Берен выпустил её лицо из своих ладоней, отстранился от её губ, унося с собой – унося в себе – всю эту прогорклую тьму. Он успел отступить в сторону и отвернуться, и мрак вырвался из него с желудочным спазмом, покинул тело вместе со скудным обедом. Постепенно вернулось зрение, вновь зажглось августовское солнце, а лес вокруг наполнился привычными звуками. Берен осторожно разогнулся, придерживаясь одной рукой за дерево.
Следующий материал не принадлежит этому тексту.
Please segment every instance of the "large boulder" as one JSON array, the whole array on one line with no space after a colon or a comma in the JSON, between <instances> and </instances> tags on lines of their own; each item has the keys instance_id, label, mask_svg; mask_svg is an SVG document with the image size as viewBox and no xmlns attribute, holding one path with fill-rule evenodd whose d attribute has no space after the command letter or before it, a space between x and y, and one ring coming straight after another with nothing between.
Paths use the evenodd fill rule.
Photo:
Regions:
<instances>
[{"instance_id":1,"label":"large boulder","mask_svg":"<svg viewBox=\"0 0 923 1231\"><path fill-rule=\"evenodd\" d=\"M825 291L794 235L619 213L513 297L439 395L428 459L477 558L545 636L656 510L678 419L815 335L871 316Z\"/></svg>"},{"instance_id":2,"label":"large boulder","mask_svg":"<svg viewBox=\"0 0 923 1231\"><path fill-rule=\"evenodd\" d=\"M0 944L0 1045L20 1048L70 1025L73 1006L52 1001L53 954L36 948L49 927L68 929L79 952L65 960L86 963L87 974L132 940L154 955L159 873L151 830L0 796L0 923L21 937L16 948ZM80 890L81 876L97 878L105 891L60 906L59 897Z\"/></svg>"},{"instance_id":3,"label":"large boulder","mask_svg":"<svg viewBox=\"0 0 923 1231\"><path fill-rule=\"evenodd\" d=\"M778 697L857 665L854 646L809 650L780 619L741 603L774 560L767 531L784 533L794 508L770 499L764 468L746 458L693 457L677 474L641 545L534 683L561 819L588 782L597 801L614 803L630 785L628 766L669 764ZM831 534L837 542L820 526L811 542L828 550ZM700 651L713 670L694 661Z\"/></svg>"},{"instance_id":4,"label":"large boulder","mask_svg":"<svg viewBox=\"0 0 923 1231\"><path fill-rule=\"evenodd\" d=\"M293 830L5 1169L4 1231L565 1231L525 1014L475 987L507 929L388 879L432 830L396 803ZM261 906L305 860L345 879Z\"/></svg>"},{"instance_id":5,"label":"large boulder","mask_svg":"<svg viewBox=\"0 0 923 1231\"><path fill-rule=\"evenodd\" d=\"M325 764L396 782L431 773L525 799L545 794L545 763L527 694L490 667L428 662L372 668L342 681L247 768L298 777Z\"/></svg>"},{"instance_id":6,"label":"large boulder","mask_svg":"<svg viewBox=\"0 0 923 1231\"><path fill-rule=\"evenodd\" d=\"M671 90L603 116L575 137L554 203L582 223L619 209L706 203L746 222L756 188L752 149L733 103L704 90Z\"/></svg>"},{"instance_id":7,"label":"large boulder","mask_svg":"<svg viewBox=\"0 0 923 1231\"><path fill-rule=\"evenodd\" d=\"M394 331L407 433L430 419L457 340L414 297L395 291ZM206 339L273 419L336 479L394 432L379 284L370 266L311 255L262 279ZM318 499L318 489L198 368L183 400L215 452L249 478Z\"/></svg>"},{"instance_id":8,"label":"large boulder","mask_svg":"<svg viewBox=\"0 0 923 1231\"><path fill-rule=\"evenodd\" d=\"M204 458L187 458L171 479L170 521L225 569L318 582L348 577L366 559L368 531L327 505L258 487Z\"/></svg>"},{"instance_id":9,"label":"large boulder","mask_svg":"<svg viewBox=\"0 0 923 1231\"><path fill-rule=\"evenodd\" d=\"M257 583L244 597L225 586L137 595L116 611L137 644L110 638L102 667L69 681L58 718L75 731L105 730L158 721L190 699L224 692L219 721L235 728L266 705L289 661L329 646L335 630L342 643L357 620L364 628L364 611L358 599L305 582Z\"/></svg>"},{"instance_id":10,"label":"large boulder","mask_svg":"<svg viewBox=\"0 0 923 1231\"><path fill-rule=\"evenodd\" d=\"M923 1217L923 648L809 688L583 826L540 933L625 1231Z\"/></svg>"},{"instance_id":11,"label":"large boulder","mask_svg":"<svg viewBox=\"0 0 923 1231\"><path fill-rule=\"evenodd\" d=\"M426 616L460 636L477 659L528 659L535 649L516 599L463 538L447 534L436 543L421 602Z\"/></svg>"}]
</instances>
– Что это у вас тут происходит?
На дороге у фургона стояла заспанная Эльса с осоловевшим, зевающим во всю пасть Максом в охапке.
– Даже не знаю, что и сказать, – не отрывая ежевичных глаз от Берена, прошептала Тамари.
Глава 9
Дальше ехали в молчании. Тари, положив локоть на опущенное окно, нервно перебирала пальцами, словно играла на флейте, потом сцепила руки в замок. Её так и тянуло дотронуться до своих губ, но останавливало то, что Берен заметит. Тем временем с губами было что-то не так: они стали какими-то непривычными, будто чужими, пряно-дымными на вкус. Она не чувствовала этого во время «не-поцелуя», но сейчас ощущение его губ на её губах настигло и неотвязно преследовало. В голове творился ещё больший кавардак, – такой, что страшно было даже заглядывать в собственные мысли, поэтому Тамари пыталась сосредоточиться на вещах более понятных и приземлённых: чужом лесном запахе с нотками мускуса и бензина, исходящем от собственной кожи.
– Как ты это сделал? – наконец спросила она.
Берен покосился на девушку единственным глазом. Отрицать что-то было бесполезно: оба понимали, что он каким-то образом забрал её боль. Вот только Берен сам не знал – каким.
– Ты думал, я перекинусь? – задала она следующий вопрос, так и не получив ответа на первый.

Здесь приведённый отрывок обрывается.